O vinho novo representa a nova aliança, a doutrina de Cisto que não é nova, apenas mais clara e elucidada, pois Cristo é o único que revela Deus sem as imperfeições e limitações da antiga aliança (o vinho velho). Por essa razão, se torna impossível colocar vinho novo em odres velho por ele não ser capaz de suportar, e representa o homem sem a iluminação necessária para receber o Evangelho, por estar enganado com o seu próprio conceito de vida com Deus a ponto de se apegar à Lei (que é boa e tem o seu propósito na revelação, mas não revela nada de boas novas), ou a qualquer outro caminho que prometa comunhão com Deus sem Cristo. O problema do homem é seu estado de desligamento da comunhão com seu Criador, e é solucionado com o Evangelho aos que de antemão foram eleitos para esse fim, mas por outro lado, é agravado com as promessas da antiga aliança, pois somente humilham o homem com o fim de torná-lo para Cristo como o cumpridor da antiga aliança e merecedor da salvação imputada aos eleitos.
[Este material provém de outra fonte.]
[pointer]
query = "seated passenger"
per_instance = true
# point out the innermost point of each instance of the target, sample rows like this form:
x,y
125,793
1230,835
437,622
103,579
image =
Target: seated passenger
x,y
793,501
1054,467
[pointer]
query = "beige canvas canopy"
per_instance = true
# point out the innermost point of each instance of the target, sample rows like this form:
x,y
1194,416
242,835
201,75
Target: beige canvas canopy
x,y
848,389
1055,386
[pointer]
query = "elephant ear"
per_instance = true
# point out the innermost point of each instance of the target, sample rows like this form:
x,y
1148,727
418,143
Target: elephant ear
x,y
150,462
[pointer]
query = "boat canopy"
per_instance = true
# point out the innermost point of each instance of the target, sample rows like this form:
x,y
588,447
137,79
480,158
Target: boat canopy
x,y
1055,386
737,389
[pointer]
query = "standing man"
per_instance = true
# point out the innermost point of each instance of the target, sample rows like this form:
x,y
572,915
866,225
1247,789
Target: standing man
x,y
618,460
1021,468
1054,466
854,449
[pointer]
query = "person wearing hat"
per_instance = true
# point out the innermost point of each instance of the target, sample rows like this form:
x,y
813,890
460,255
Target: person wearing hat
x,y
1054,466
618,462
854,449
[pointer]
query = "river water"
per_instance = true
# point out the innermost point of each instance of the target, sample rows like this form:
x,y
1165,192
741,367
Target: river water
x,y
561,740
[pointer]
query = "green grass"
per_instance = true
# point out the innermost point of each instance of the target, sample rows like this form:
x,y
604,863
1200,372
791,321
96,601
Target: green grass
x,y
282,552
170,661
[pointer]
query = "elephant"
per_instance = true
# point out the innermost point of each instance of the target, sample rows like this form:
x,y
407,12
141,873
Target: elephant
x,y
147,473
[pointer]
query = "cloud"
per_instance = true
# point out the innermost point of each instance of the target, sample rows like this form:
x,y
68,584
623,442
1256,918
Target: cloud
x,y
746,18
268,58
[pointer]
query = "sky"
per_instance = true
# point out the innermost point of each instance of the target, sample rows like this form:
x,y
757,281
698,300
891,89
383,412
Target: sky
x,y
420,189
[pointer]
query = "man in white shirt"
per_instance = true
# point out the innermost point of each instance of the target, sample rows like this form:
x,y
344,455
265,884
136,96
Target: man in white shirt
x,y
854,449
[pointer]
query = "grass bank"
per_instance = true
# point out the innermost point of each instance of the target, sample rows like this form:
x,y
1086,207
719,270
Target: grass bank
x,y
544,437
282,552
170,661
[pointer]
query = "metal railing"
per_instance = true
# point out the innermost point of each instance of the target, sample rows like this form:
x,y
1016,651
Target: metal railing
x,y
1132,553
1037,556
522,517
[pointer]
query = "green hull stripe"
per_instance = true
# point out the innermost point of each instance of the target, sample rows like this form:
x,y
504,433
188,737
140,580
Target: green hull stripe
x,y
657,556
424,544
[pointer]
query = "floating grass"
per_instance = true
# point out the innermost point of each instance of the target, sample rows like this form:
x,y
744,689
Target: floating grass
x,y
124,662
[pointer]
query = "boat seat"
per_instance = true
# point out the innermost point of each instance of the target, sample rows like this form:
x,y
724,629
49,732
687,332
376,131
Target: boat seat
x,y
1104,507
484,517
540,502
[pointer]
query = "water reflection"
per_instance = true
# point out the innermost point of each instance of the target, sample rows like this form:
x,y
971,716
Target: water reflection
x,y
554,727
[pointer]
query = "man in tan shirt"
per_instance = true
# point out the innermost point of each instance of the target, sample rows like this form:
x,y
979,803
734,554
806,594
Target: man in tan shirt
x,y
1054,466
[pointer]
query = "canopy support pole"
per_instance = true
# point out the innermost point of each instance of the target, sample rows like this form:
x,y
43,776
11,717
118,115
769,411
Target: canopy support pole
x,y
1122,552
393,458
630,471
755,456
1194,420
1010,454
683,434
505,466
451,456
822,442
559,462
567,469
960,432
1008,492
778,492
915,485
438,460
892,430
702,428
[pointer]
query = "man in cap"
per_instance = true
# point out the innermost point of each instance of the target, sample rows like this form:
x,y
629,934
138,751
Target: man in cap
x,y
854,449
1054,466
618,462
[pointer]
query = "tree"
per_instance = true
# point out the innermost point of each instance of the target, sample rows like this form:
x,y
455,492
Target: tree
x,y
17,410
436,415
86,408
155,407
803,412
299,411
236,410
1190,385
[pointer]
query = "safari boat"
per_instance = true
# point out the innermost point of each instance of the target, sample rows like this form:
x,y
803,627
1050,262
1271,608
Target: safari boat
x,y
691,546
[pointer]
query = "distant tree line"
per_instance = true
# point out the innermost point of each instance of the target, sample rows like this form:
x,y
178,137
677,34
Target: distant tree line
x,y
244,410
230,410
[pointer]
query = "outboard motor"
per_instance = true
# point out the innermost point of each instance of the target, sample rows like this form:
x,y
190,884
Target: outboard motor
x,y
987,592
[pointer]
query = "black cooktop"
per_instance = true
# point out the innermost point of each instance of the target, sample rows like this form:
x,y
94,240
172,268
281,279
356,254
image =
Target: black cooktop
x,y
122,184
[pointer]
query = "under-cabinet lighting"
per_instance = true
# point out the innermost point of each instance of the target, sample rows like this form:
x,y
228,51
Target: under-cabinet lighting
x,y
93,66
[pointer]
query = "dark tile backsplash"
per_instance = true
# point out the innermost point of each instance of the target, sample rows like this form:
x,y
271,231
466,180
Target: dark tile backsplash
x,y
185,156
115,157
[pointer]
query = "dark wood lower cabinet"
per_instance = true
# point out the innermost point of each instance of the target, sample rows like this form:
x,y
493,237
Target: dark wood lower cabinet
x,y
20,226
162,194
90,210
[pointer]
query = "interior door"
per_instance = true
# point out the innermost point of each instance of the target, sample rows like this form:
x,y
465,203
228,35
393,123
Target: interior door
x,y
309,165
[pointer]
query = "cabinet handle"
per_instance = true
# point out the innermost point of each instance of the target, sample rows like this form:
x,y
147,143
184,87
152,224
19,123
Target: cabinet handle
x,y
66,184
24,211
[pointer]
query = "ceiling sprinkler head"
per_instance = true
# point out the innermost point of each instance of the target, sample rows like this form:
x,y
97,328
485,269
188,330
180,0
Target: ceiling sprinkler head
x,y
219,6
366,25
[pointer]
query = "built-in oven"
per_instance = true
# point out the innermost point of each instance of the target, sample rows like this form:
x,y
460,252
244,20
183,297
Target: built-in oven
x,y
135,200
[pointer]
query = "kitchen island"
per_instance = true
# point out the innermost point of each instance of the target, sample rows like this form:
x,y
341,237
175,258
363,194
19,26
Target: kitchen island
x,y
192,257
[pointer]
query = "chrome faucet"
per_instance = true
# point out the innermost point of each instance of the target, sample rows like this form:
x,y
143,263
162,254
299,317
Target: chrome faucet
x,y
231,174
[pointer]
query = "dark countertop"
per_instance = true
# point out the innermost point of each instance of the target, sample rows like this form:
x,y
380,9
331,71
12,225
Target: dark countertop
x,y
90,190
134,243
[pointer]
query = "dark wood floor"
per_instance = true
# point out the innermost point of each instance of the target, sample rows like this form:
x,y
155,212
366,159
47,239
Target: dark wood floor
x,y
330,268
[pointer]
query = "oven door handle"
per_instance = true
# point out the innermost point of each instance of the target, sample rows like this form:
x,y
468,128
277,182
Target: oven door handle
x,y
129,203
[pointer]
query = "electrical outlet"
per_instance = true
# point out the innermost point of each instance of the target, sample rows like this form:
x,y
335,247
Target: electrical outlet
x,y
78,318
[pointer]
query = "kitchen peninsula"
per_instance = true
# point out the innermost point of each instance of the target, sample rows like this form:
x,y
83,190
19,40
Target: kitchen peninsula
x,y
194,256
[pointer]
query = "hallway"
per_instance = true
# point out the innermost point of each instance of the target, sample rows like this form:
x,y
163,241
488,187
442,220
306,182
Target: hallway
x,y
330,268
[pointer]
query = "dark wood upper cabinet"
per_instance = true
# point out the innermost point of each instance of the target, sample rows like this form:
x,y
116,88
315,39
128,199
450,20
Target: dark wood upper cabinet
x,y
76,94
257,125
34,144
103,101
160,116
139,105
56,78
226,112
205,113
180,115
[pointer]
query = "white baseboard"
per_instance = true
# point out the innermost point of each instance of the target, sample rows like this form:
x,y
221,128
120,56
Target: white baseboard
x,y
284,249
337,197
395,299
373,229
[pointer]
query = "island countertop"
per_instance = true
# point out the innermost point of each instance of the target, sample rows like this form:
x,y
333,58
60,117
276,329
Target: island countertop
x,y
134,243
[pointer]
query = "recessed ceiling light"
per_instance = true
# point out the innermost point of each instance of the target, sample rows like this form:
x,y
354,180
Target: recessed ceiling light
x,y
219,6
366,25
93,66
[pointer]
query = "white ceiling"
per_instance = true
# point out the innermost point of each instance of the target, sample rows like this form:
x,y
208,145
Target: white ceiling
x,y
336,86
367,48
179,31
Sendo assim o resultado é um rombo maior do que o que já estava, quando o homem não compreende e quer remendar-se com suas vestes velhas ou até mesmo com remendos de vestes novas. Em Cristo somos nova criatura, nova veste (sem a necessidade de remendos), e odres novo, pronto e perfeitamente adequado para receber o vinho novo.
Os discípulos de Jesus não jejuavam porque não precisavam obedecer a nenhum preceito para ter comunhão com Deus e também não tinham motivo para tristeza ou luto, pois ali estava, diante deles, Cristo (o noivo), o próprio Deus encarnado, o maior motivo da alegria.